La luz es la mano izquierda de la oscuridad, y la oscuridad es la mano derecha de la luz; las dos son una, vida y muerte.
La mano izquierda de la oscuridad, 1969
Ursula K. Le Guin nació en California en 1929 y murió, a los 88 años, el 22 de enero de 2018. Publicó su primer relato en 1962, pero fue en 1966, con El mundo de Rocannon, cuando empezó a ser reconocida. En la novela creó el universo de Ekumen, poblado por diferentes civilizaciones provenientes de una ancestral. Aquel universo siguió expandiéndose durante un par de novelas hasta llegar a la que muchos califican como su obra maestra: La mano izquierda de la oscuridad, publicada en 1969. La novela, una de las más conocidas de la escritora, mereció los premios Nebula del mismo año y Hugo un año después, y consiguió abrir un camino definitivo para la ciencia ficción posterior.

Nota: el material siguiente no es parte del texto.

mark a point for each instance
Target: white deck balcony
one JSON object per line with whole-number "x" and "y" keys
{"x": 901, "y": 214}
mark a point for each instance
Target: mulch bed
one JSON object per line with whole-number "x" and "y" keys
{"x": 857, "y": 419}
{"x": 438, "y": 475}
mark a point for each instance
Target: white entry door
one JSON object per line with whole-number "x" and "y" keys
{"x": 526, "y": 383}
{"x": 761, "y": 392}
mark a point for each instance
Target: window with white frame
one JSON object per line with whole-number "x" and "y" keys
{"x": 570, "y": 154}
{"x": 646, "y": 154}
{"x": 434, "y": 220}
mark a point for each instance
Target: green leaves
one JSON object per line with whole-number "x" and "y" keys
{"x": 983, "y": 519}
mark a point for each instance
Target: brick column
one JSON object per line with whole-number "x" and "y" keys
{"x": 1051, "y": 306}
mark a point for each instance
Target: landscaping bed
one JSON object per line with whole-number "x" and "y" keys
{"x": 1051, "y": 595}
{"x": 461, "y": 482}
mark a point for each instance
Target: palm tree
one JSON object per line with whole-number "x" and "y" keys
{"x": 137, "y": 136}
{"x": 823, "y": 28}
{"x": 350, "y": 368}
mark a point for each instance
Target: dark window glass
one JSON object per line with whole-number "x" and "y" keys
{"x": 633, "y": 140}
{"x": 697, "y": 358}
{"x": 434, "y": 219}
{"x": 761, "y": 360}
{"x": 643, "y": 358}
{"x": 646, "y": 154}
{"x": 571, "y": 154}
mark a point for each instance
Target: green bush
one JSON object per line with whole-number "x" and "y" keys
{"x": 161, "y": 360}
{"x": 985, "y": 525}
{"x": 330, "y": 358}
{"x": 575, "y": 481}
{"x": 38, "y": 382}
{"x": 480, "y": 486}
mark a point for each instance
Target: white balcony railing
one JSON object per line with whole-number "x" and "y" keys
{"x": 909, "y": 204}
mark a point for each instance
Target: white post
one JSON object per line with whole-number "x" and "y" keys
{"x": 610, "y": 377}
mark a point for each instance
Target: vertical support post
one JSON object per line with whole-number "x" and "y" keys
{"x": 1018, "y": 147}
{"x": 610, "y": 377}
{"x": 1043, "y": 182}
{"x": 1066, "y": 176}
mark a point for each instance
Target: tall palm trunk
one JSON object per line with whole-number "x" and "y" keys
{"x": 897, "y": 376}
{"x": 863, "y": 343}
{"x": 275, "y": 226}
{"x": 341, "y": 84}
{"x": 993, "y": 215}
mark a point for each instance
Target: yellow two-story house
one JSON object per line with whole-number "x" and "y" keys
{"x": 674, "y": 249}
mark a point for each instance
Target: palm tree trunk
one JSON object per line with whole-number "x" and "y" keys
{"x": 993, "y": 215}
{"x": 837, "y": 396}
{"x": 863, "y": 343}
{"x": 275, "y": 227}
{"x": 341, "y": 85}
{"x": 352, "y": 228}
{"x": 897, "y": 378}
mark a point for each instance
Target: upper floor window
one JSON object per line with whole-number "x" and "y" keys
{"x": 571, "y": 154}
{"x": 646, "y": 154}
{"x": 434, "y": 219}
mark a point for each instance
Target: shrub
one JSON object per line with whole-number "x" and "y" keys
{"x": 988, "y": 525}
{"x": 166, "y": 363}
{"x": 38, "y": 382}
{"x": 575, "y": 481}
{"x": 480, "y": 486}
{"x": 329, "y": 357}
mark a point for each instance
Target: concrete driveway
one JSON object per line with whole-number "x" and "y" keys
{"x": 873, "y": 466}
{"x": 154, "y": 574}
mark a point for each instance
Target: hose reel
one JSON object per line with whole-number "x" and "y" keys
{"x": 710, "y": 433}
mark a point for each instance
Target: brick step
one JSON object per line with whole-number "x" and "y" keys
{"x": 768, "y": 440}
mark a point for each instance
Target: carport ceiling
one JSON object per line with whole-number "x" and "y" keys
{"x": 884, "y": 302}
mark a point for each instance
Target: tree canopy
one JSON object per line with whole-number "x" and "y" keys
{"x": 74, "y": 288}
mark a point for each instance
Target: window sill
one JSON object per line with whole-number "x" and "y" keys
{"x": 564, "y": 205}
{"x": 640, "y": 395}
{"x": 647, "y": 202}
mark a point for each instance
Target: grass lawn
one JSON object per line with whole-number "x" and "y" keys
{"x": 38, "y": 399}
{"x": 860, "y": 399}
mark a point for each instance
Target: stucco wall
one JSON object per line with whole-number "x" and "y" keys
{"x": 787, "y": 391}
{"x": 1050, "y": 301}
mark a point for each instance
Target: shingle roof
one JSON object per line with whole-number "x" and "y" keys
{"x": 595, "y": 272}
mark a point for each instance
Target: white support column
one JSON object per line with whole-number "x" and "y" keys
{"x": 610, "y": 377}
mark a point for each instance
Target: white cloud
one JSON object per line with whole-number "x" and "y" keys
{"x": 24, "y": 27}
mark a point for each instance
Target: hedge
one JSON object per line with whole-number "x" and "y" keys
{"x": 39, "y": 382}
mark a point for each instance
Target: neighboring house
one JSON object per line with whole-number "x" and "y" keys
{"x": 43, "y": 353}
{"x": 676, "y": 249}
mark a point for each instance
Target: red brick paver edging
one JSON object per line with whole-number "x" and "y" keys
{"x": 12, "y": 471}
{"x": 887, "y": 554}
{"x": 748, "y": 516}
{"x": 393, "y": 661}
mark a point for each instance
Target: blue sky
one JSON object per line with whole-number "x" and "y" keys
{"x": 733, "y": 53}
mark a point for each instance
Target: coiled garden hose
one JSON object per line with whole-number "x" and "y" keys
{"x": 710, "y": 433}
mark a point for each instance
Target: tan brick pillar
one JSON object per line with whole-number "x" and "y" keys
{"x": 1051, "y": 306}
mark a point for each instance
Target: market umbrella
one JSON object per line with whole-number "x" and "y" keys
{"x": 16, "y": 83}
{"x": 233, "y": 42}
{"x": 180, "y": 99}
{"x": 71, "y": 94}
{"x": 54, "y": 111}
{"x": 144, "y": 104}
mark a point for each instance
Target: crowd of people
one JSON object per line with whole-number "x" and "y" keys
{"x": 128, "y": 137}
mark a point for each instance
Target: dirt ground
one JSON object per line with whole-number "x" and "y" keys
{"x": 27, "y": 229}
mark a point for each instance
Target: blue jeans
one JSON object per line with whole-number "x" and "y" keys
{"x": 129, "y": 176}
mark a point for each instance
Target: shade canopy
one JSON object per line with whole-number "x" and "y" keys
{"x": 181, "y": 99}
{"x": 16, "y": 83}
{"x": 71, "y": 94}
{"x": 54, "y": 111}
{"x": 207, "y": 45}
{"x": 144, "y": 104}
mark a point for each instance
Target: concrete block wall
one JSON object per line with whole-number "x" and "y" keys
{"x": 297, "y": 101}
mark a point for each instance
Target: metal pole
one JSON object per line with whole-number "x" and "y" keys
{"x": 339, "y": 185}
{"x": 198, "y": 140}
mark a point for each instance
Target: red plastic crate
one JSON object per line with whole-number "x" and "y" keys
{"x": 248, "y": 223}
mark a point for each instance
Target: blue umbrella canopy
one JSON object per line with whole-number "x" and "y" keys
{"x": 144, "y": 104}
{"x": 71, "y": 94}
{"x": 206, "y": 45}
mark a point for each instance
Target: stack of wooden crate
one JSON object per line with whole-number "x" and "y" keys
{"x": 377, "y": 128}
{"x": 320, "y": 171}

Creciendo en un ambiente académico, centrado en la antroplogía, en sus novelas explora la capacidad social y sus límites y crea algo más que una historia ficticia. La obra que le valió los dos premios ya mencionados estudia una sociedad en que no existen las diferencias de género: los individuos poseen características masculinas o femeninas de una manera aleatoria o bien forzada mediante drogas. Así, un individuo puede cumplir tanto la función de dar a luz como de engendrar a los hijos durante cierto período de tiempo, o bien la contraria en el próximo. En una sociedad de tales características, en la que no existiera una polaridad sexual, las divisiones de género quedarían inhabilitadas y, en consecuencia, todo lo que tuviera que ver con una diferenciación entre el «nosotros» y el «ellos», como por ejemplo la idea de nacionalismo o de guerra. Sin embargo, la sociedad parece haber desarrollado unas estructuras finas y extremadamente rígidas que legitiman el poder y la sumisión de algunos. La novela sin duda marcó un hito y centró el foco de la sexualidad en la ciencia ficción.
Se ofrece a continuación una nueva traducción, a cargo de Aitor Boada Benito, del prólogo de La mano izquierda de la oscuridad, donde la autora se refiere a la escritura y a la tarea del escritor de ciencia ficción:
La ciencia ficción se considera, y a menudo define, como una extrapolación. Se supone que el escritor de ciencia ficción utiliza una pauta o un fenómeno del aquí y el ahora, exprimiéndolo e intensificándolo para un efecto dramático, y lo alarga hacia el futuro. «Si ésto pasara, ésta sería la consecuencia». Se predice algo. El método empleado y los resultados recuerdan mucho a los que utiliza un científico que alimenta con grandes cantidades de un aditivo refinado y concentrado a unos ratones, para saber qué ocurriría a las personas si comieran una pequeña cantidad durante un largo período de tiempo. El resultado es, inevitablemente, el cáncer. Así ocurre con la extrapolación. Las obras de ciencia ficción que recurren a una extrapolación exagerada normalmente llegan a la misma conclusión que El Club de Roma: algún punto intermedio entre la extinción gradual de la libertad humana y la extinción absoluta de la vida terrestre.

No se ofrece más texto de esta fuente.